The malicious browser extensions in question were uncovered by the network security firm ICEBRG Inc. Totaling four different extensions, researchers went in depth in a blog post to show their function and why they were so dangerous.
Initially, the post explained the issue with present day browser extensions in general, a key point to understanding the four current threats. The explanation is given as follows:
Web-based applications can enhance the user’s overall experience, they also pose a threat to workstation security with the ability to inject and execute arbitrary code. Coupling an extension marketplace style “easy install” for users, limited understanding of the underlying risks, and few compensating controls leaves organizations vulnerable to a serious and easily overlooked attack vector.
The malicious extensions were first discovered by ICEBRG when an alarming uptick in outbound network traffic was discovered on a “customer workstation to a European VPS provider.” The extensions were discovered to be the following; Change HTTP Request Header, Nyoogle – Custom Logo for Google, Lite Bookmarks, and Stickies – Chrome’s Post-it Notes.
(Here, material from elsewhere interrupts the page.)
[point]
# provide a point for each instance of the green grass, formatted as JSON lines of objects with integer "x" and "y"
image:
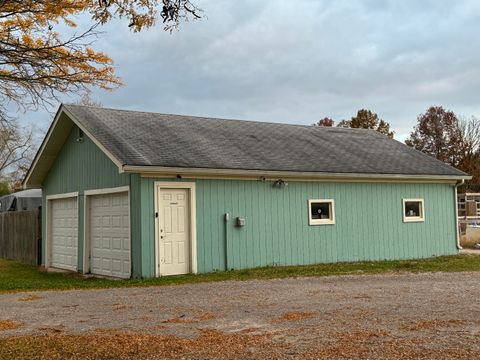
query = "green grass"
{"x": 19, "y": 277}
Following their discovery, ICEBRG researchers eventually concluded the extensions were being used for click-fraud and search engine optimization manipulation.
This is only half the story, however, as Chrome’s JavaScript engine has an exploitable function that makes these extensions a serious threat. The ICEBRG post describes the flaw as follows:
By design, Chrome’s JavaScript engine evaluates (executes) JavaScript code contained within JSON. Due to security concerns, Chrome prevents the ability to retrieve JSON from an external source by extensions, which must explicitly request its use via the Content Security Policy (CSP). When an extension does enable the ‘unsafe-eval’ permission to perform such actions, it may retrieve and process JSON from an externally-controlled server. This creates a scenario in which the extension author could inject and execute arbitrary JavaScript code anytime the update server receives a request.
The code injection that is made possible by Chrome’s JavaScript engine means a number of attacks are possible, and as a consequence, a hacker could have access to sensitive data with a few well-placed code injection attacks. While Google has removed the offending extensions from the download hub, the fact remains that many oblivious users likely still have these extensions installed on their Chrome browser (thus putting all surrounding networks at risk).
Kaspersky Lab’s Threatpost notes in their report on the malicious extensions that Google Chrome browser has roughly 60 percent of the browser market cornered. The implications of this are alarming if these browser extensions continue to worm their way into Google’s official download space, as like it or not, the company is vetting the extensions as “safe” to download. While the company is working with IT professionals to give them more control over blocking extensions from being downloaded by users on their network; much work still remains to be done to protect consumers.